The only freedom that the system grants him is to waste away his or her life chewing gum or sipping cola, chat on Facebook or any other hyped-up social media, buy a movie ticket and head for the cinema, and choose for himself or herself out of the obvious choices laid out before him or her. If the youth dares to be different and naïve enough to express deeper and more meaningful desires, he or she is immediately put in his or her place or taken to a counselor for a wise word. Nobody is allowed to blaze the trail here. The only option is to take the freeway, even if you have to sit in a massive traffic jam. That is the safest and surest way to get to success. So they say.

Amad Abdul Karim from LUMS questioned: “Is our cookie cutter educational system capable of producing someone who can break the mould?” And believe me, it is not just a Muslim problem, as we generally assume it to be. Here is what Martin Luther King (of the USA) had to say as an undergrad student at the Morehouse College about the modern educational system in 1947: “Education must enable one to sift and weigh evidence, to discern the true from the false, the real from the unreal, and the facts from the fiction.”
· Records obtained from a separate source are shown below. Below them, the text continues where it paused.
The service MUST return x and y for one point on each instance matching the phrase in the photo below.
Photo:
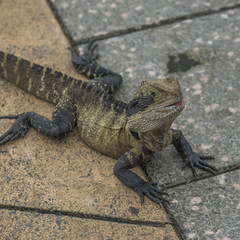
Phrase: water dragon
(130, 132)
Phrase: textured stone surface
(38, 172)
(84, 19)
(208, 209)
(207, 61)
(25, 225)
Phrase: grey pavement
(204, 54)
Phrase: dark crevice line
(202, 177)
(176, 226)
(84, 216)
(142, 27)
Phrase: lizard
(134, 130)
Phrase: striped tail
(40, 81)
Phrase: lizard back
(43, 82)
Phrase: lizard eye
(153, 94)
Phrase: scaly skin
(135, 130)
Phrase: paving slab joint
(200, 177)
(142, 27)
(84, 216)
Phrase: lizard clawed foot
(153, 193)
(89, 56)
(18, 129)
(197, 160)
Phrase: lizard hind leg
(62, 122)
(100, 77)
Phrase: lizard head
(155, 105)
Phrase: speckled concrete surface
(65, 175)
(209, 209)
(25, 225)
(210, 87)
(84, 19)
(45, 173)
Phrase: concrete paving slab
(41, 173)
(206, 62)
(29, 225)
(85, 19)
(208, 209)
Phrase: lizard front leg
(129, 160)
(190, 158)
(62, 122)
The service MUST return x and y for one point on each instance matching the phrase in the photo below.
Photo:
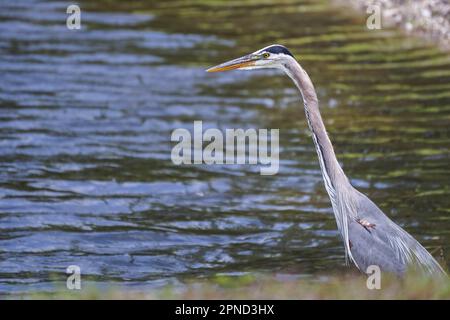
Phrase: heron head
(272, 56)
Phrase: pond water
(86, 118)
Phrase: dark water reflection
(86, 118)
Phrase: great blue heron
(370, 237)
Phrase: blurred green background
(86, 117)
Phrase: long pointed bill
(242, 62)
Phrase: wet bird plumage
(369, 236)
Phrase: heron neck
(332, 172)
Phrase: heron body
(369, 236)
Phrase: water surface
(86, 118)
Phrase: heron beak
(245, 61)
For our (costly) educations to be truly worthwhile, we had better begin to ask ourselves the difficult questions. What is my stance on homosexuality, both morally and legally? What is our country’s role in the Middle East? Why are we over there anyway?

If those questions make us uncomfortable, that is a good sign. King contends that to begin the journey towards finding our philosophy of life, we must discover our moral and ethical truths. Our educations must challenge us to ask the questions that are not politically correct, to question our teachers, and our leaders. According to King, it is only in the sincere pursuit of truth that we can land on “worthy objectives upon which to concentrate”.

There may be serious repercussions if we do not do this. He ends with a warning I pass on to myself, my fellow classmates and my teachers: “If we are not careful, our colleges will produce a group of closed-minded, unscientific, illogical propagandists, consumed with immoral acts. Be careful, ‘brethren’! Be careful, teachers!”

Martin Luther King was not a Muslim, but just like any other visionary, he was highly concerned about the kind of ideology the American educational system then, and now the global education systems such as Cambridge, are delivering. He was talking about the same universities we aspire to become the alumni of and those our home colleges and educational institutes are currently emulating. What struck America years ago through its educational philosophy is striking the world and Pakistan now. Freedom of speech is endorsed when atheistic and lewd views are debated upon in the class. But it is extremely despicable and objectionable to quote from the Quran, Ahadeeth, or other religious texts. Today’s education can teach subjects, but it has failed miserably in inspiring individuals to live by principles, purpose, and ethics. What good would the products of such an educational system be then?

Writer Ahmed Mitchie surveyed and revealed that “the percentage of American undergraduate students who found ‘being very well off financially’ as ‘essential’ or ‘very important’, rose from 42 percent in 1966 to 80 percent in 2011. The percent of students who found ‘developing a meaningful philosophy of life’ as ‘essential’ or ‘very important’ dropped from 85 percent to 47 percent. This trend in our views on education starkly contrasts with what King viewed as its true purpose.”

History is inspirational and essential. Muslim educationists and students would do themselves and the world a service if they learned from it and kept it in mind on a daily basis. Umar (rtam) said: “Men were born free. Who are you to enslave them?” We must question status quos in the political, personal, religious, and social spheres. Our role as individuals with the potential for leadership and influence is to realize our personal duty to seek truth and meaning in our lives. It is from this platform that we can begin to change ourselves, our families, our communities, and our world for the better.

And, please, stop fooling yourself if you believe that religion and terrorism is responsible for Muslims’ downward spiral. The absence of a correct belief system and a faulty educational system are the reasons why we no longer have an Usama bin Zaid (rtam) today. It’s not the number of universities, colleges, or schools that will save us. It’s what’s being taught and what’s not being taught there that will decide our future.